Metadata Filtering

The where argument in get and query is used to filter records by their metadata. For example, in this query operation, Chroma will only query records that have the page metadata field with the value 10:

collection.query( query_texts=["first query", "second query"], where={"page": 10} )

In order to filter on metadata, you must supply a where filter dictionary to the query.
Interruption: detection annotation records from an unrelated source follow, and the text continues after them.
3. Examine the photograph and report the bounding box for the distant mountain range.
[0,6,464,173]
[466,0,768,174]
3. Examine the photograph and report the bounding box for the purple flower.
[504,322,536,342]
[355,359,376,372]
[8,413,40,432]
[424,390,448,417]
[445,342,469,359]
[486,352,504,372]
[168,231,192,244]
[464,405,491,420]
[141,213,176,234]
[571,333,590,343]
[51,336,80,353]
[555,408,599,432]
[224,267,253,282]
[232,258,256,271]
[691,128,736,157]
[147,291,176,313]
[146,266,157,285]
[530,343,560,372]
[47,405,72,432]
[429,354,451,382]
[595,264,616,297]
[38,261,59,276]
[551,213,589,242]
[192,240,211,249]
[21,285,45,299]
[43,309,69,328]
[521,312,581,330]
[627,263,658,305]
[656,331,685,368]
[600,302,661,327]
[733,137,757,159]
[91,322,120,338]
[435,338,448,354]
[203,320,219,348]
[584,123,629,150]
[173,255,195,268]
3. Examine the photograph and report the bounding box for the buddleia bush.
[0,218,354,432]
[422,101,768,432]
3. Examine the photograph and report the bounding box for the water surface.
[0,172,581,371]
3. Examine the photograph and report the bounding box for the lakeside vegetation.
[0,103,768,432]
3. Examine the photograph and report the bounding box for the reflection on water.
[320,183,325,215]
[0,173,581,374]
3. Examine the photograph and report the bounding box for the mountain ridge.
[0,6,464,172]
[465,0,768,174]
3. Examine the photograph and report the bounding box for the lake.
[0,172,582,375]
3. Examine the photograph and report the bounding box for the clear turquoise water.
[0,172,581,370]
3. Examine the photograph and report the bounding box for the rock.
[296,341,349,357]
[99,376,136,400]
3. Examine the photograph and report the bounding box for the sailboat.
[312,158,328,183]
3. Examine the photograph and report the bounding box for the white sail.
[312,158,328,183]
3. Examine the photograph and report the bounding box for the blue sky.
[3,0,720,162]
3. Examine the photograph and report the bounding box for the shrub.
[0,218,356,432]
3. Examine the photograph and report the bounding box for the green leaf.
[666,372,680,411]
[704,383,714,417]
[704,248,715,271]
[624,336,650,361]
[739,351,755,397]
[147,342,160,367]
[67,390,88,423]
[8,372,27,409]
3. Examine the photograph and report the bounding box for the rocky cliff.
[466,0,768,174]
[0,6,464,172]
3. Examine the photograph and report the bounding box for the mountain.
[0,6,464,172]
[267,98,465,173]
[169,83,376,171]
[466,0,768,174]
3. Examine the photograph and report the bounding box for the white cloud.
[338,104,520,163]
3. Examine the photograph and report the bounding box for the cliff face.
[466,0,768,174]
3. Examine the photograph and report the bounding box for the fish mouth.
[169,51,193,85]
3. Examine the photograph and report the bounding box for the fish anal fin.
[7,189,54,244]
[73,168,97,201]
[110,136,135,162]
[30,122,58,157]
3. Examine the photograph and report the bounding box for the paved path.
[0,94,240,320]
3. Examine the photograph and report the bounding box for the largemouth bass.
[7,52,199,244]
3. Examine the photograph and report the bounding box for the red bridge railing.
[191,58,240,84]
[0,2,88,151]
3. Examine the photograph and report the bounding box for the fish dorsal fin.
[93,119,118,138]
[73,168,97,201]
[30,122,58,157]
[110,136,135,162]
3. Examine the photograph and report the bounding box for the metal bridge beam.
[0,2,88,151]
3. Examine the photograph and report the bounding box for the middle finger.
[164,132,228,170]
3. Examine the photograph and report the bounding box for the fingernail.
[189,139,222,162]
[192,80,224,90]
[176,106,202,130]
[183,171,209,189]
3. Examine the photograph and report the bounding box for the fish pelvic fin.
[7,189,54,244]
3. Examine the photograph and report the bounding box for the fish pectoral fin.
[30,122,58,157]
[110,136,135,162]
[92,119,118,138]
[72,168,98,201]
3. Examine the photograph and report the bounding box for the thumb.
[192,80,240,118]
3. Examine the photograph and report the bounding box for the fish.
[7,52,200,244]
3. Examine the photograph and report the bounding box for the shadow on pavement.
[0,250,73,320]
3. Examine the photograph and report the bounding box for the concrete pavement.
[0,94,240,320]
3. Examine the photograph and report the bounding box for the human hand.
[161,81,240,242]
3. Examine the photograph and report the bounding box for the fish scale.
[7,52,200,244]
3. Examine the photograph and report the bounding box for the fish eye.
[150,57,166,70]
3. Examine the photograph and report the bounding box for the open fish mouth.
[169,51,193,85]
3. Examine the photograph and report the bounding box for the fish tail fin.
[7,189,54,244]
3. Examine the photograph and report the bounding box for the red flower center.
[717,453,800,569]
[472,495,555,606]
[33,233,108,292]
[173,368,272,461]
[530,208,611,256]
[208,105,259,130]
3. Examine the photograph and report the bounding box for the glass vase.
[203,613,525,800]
The dictionary must have the following structure:

{ "metadata_field": { <Operator>: <Value> } }

Using the $eq operator is equivalent to using the metadata field directly in your where filter.

{ "metadata_field": "search_string" } # is equivalent to { "metadata_field": { "$eq": "search_string" } }

For example, here we query all records whose page metadata field is greater than 10:

collection.query( query_texts=["first query", "second query"], where={"page": { "$gt": 10 }} )

Using Logical Operators#

You can also use the logical operators $and and $or to combine multiple filters.

An $and operator will return results that match all the filters in the list.

{ "$and": [ { "metadata_field": { <Operator>: <Value> } }, { "metadata_field": { <Operator>: <Value> } } ] }

For example, here we query all records whose page metadata field is between 5 and 10:

collection.query( query_texts=["first query", "second query"], where={ "$and": [ {"page": {"$gte": 5 }}, {"page": {"$lte": 10 }}, ] } )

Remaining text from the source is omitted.